Sébastien Boistel  • 9 décembre 2010 abonné·es
Préavis de perturbation saisonnière
© Photo : P. Leclerc /

En ce moment, sur le site de Pôle emploi, un sosie de Nadine Morano fait de la retape pour les stations de sports d’hiver et le Club Med. Pour un peu, on se croirait dans les Bronzés : plonge le matin, pistes de ski l’après-midi. Mais ce week-end, à Aubagne, la traversée du miroir aura été rude. Paulette est agent d’accueil ; Jean-Lou, cuisinier. Quant à Pascal, il est pisteur secouriste. Samedi, ces trois saisonniers ont décidé de porter plainte auprès de la Halde (Haute Autorité de lutte contre les discriminations et pour l’égalité) contre l’Unedic. « Il est inadmissible que nos indemnités chômage soient minorées parce qu’on ne travaille pas toute l’année , assène Paulette. On cotise comme les autres salariés. Et, personnellement, je n’ai pas choisi d’être saisonnière. Quand j’ai perdu mon boulot, on m’a fait comprendre qu’à mon âge je ne trouverais rien d’autre. »
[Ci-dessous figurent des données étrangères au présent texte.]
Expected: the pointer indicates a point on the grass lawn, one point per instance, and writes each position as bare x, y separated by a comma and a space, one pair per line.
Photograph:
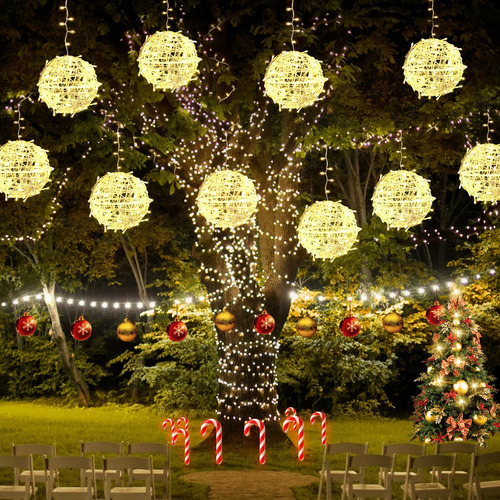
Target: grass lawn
43, 423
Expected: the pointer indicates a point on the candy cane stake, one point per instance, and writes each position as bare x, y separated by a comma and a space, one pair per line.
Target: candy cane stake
297, 424
169, 421
262, 436
185, 434
318, 414
218, 437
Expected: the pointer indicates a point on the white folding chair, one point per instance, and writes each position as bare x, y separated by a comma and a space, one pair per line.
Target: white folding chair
328, 474
13, 489
62, 473
36, 451
163, 473
487, 488
114, 486
382, 489
418, 487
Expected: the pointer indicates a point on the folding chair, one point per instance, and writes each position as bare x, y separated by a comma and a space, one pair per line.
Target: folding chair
163, 474
460, 448
488, 488
329, 475
362, 489
36, 450
417, 486
60, 480
402, 449
120, 491
14, 489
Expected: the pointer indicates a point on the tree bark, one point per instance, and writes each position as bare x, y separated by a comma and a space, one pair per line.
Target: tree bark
67, 358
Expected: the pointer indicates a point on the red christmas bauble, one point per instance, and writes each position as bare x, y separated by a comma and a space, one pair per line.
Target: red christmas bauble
434, 314
264, 324
81, 329
26, 325
177, 330
350, 326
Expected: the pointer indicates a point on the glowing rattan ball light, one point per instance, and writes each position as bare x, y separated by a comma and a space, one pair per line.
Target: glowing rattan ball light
119, 201
294, 80
433, 67
480, 172
68, 84
227, 198
24, 169
168, 60
402, 199
327, 229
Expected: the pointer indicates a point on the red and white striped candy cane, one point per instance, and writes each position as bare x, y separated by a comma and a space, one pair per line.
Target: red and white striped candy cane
218, 437
169, 421
321, 415
262, 436
297, 424
185, 434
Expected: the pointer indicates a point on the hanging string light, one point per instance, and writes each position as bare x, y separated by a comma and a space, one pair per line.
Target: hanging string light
68, 84
168, 60
479, 171
24, 166
433, 67
119, 200
294, 80
402, 198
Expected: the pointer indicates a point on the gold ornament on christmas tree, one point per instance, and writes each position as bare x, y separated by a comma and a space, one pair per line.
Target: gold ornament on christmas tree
327, 229
168, 60
433, 67
68, 84
294, 80
119, 201
480, 172
24, 169
402, 199
227, 199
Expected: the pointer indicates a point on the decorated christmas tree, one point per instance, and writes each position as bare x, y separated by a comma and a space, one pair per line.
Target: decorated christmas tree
456, 399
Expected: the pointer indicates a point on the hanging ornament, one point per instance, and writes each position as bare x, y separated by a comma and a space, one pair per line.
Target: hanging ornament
68, 84
434, 314
81, 329
126, 331
480, 174
227, 199
265, 323
306, 327
350, 326
26, 325
402, 199
294, 80
225, 321
168, 60
327, 229
461, 387
177, 330
433, 67
393, 322
119, 201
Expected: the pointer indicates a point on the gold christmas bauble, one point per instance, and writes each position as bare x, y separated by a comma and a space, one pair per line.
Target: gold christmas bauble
225, 321
294, 80
430, 417
393, 322
126, 331
68, 84
433, 67
306, 327
461, 387
479, 419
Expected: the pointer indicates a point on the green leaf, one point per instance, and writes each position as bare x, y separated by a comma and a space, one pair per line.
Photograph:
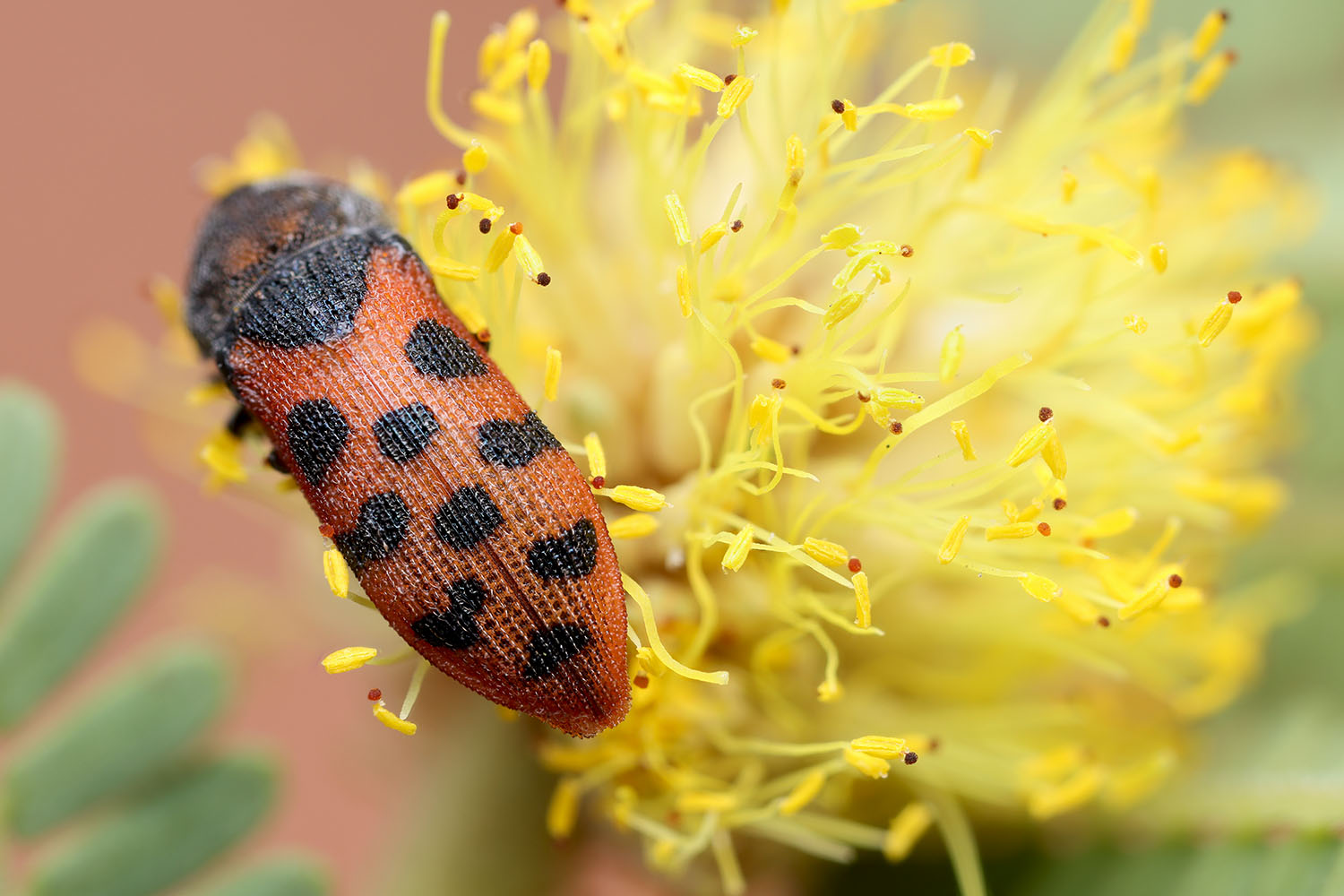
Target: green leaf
1297, 866
115, 740
285, 876
29, 445
166, 836
101, 559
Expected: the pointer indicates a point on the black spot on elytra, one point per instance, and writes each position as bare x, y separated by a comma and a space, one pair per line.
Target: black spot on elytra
437, 351
567, 556
468, 517
405, 433
551, 648
316, 435
311, 296
454, 627
513, 444
382, 525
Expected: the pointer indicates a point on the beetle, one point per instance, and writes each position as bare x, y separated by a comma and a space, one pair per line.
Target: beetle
464, 519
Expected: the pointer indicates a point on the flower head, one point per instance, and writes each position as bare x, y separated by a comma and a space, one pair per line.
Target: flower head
935, 424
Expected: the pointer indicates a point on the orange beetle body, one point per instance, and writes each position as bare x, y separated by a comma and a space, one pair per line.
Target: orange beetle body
467, 522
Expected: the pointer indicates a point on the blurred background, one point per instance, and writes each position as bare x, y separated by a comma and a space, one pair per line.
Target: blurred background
110, 108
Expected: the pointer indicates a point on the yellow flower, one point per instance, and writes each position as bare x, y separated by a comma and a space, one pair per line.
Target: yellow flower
773, 308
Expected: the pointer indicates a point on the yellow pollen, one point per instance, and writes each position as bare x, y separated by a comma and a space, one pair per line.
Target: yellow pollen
392, 720
553, 373
905, 831
962, 435
634, 525
951, 56
949, 359
803, 793
676, 214
738, 549
734, 96
952, 541
1215, 323
564, 810
596, 454
475, 159
862, 600
336, 571
1210, 29
347, 659
825, 552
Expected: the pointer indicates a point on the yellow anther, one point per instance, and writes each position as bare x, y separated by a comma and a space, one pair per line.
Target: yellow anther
952, 541
981, 137
734, 96
683, 290
771, 349
347, 659
475, 159
868, 764
336, 571
639, 497
564, 809
841, 237
803, 793
596, 455
738, 549
1039, 587
703, 801
1110, 522
701, 78
951, 56
538, 64
392, 720
862, 600
553, 373
1210, 29
500, 249
1053, 452
962, 435
1010, 530
1123, 47
676, 215
1067, 185
223, 455
634, 525
711, 236
827, 552
841, 308
1158, 255
905, 831
527, 258
949, 359
1031, 444
1207, 78
1215, 323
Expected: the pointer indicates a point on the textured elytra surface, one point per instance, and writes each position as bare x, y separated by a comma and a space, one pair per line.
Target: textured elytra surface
470, 527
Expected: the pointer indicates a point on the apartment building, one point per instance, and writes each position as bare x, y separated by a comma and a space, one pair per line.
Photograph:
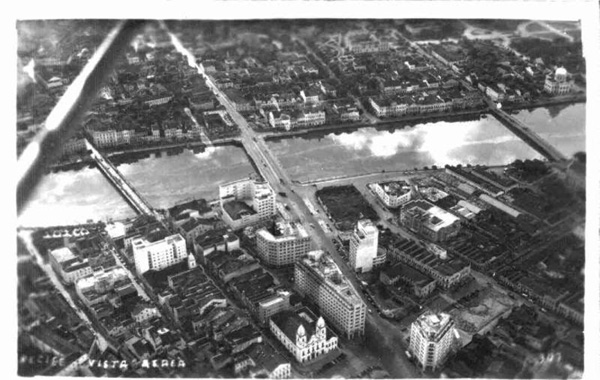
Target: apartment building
283, 245
150, 254
318, 277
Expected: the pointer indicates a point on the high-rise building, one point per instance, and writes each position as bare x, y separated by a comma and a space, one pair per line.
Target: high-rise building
150, 254
431, 339
363, 246
285, 245
246, 201
318, 277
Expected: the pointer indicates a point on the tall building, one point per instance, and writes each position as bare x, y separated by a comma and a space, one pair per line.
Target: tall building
285, 245
363, 246
246, 201
431, 339
302, 334
150, 254
318, 277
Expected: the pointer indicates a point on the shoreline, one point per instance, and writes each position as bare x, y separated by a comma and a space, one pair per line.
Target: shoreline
410, 120
404, 172
306, 183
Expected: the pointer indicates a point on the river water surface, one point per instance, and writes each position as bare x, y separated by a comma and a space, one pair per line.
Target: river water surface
165, 180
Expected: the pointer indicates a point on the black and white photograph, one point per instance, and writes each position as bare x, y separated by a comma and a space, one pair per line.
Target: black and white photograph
367, 193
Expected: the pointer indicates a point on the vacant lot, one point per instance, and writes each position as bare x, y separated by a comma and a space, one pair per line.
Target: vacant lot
345, 205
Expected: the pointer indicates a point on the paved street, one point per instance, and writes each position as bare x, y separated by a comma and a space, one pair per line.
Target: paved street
379, 330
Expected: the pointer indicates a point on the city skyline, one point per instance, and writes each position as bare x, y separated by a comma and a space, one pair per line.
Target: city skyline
242, 202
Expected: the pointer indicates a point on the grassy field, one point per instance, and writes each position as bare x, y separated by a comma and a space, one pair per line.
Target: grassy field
345, 205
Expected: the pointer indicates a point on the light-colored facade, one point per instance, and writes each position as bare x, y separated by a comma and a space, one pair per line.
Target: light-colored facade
363, 246
429, 220
431, 339
68, 266
393, 194
273, 305
560, 84
318, 277
285, 249
309, 118
258, 196
302, 334
159, 254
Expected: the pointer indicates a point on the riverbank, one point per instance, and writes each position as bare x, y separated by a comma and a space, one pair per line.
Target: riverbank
558, 100
406, 121
410, 120
133, 154
386, 173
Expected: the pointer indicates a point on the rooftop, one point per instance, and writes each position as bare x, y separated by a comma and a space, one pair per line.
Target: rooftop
395, 188
434, 326
283, 232
432, 217
414, 276
323, 265
290, 321
237, 209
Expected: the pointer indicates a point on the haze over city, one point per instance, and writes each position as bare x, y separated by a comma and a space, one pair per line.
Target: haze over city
354, 198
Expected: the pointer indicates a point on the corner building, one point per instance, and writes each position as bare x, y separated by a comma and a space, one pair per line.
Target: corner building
158, 254
363, 246
318, 277
302, 334
431, 339
284, 249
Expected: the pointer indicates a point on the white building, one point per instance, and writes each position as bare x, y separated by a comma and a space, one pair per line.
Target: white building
288, 245
95, 288
363, 246
302, 334
431, 339
68, 266
318, 277
246, 201
308, 118
143, 312
560, 84
280, 120
393, 194
159, 254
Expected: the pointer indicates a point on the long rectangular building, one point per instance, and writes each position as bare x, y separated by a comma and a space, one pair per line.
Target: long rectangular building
283, 246
318, 277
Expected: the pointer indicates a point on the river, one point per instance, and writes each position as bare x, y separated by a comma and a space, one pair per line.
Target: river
71, 197
561, 126
76, 196
321, 155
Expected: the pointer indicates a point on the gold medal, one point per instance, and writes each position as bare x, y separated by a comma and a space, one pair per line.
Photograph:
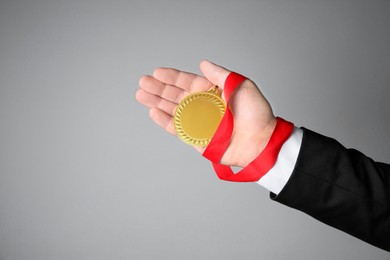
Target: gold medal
198, 115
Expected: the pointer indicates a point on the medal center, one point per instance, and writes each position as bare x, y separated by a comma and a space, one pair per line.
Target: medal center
200, 119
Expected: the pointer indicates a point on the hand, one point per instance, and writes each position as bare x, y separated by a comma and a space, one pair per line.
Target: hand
254, 121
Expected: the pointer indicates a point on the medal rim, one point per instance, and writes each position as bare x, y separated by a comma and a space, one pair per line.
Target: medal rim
208, 96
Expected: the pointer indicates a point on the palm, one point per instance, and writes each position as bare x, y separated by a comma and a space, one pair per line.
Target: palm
253, 118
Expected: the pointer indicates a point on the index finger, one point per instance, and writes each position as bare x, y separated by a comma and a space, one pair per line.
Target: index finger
181, 79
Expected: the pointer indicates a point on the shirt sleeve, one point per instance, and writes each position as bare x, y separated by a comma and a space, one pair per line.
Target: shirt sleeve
277, 177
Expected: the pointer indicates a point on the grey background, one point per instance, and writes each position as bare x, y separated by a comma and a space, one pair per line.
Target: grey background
85, 174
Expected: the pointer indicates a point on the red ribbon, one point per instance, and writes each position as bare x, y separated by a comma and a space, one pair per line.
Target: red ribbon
220, 141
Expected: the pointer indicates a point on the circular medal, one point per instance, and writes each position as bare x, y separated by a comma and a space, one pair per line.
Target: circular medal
198, 115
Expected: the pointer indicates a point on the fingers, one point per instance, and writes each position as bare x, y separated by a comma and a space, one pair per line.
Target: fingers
153, 101
187, 81
156, 87
162, 119
214, 73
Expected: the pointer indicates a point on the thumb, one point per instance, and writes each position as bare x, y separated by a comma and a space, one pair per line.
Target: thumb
214, 73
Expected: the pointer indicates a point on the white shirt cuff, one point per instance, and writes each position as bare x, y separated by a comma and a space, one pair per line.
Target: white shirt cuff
277, 177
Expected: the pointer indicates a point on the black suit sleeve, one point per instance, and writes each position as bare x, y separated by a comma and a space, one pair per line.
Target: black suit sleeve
342, 188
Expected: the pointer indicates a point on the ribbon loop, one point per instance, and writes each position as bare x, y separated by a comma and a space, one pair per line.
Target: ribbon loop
221, 139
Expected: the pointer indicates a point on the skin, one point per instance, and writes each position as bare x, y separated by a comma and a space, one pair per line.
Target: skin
254, 120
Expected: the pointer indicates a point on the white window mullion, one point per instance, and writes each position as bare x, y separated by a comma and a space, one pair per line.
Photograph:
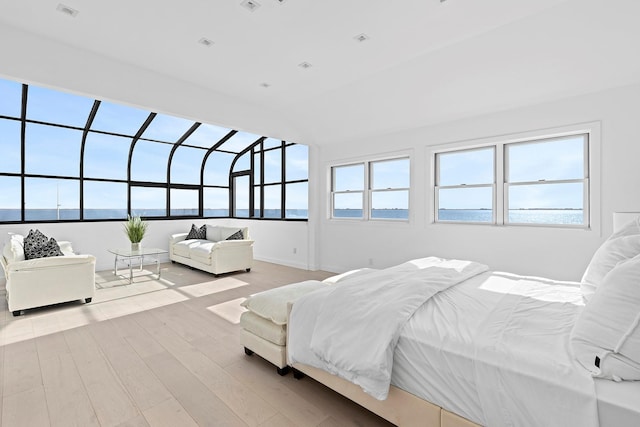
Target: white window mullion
500, 194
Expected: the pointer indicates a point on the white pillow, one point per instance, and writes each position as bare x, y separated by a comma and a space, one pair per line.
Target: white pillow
606, 336
14, 250
620, 246
349, 274
272, 304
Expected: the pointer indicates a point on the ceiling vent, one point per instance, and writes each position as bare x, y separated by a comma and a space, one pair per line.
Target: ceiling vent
361, 38
250, 5
205, 41
67, 10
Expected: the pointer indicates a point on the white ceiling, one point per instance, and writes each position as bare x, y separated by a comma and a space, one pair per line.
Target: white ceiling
425, 62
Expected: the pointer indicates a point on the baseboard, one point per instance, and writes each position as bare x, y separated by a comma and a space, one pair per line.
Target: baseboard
287, 263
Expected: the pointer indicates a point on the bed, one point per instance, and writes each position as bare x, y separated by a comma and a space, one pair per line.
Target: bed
491, 348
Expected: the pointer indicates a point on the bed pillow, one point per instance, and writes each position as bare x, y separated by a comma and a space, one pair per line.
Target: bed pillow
197, 233
606, 336
620, 246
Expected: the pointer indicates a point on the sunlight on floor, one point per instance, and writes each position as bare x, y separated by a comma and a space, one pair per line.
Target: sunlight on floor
230, 310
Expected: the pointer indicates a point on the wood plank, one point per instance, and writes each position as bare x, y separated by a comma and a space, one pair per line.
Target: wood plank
67, 399
26, 408
144, 387
261, 376
200, 402
109, 397
24, 373
240, 398
170, 413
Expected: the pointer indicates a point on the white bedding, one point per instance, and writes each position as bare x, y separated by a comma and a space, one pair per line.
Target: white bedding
493, 349
375, 306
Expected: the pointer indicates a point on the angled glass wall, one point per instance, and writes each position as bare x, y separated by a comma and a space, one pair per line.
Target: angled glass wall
67, 157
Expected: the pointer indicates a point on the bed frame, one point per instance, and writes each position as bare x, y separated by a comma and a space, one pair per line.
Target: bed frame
401, 407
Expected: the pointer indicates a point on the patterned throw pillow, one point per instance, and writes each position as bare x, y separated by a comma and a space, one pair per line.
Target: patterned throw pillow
32, 244
197, 233
236, 236
51, 248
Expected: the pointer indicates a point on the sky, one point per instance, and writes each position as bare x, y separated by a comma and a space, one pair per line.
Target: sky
51, 150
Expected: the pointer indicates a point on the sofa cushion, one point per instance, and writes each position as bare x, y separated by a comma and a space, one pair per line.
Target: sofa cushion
236, 236
183, 248
202, 251
34, 243
197, 233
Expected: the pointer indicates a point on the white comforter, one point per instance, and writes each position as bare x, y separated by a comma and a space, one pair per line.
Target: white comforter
359, 320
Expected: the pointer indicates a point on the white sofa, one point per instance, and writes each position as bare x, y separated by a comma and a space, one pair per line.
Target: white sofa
214, 254
44, 281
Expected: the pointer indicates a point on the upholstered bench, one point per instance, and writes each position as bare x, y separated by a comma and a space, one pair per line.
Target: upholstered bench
264, 325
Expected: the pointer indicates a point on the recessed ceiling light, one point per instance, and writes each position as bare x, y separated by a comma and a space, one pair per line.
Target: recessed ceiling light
67, 10
205, 41
251, 5
361, 38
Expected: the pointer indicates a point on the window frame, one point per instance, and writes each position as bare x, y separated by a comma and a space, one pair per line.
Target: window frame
138, 182
591, 186
493, 185
367, 189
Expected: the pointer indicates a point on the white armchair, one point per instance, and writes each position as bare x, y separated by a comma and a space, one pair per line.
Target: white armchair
45, 281
214, 254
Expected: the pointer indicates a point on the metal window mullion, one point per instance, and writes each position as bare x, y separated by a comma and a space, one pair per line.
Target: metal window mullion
23, 132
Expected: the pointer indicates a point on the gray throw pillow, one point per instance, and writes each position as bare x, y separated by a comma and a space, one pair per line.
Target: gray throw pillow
236, 236
197, 233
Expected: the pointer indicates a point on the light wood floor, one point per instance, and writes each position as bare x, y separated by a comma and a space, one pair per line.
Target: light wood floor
157, 353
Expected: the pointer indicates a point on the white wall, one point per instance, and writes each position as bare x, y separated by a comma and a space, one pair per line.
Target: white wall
551, 252
274, 240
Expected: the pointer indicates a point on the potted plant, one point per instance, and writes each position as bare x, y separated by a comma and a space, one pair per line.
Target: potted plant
135, 228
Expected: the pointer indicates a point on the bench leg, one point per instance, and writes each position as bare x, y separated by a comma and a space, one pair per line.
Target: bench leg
297, 374
283, 371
L’action de Paulette, Jean-Lou et Pascal est loin d’être symbolique. En janvier débuteront les nouvelles négociations sur l’assurance chômage. Or, non content de voir les saisonniers privés de leur prime de précarité, le Medef envisagerait de supprimer l’indemnisation de ceux ayant travaillé trois ans de suite au même endroit. Au prétexte que l’Unedic n’est pas là pour verser des allocations de complément mais seulement de remplacement. Pas de prime de précarité, des indemnités diminuées quasi de moitié et demain supprimées : voilà pourquoi ce trio porte plainte.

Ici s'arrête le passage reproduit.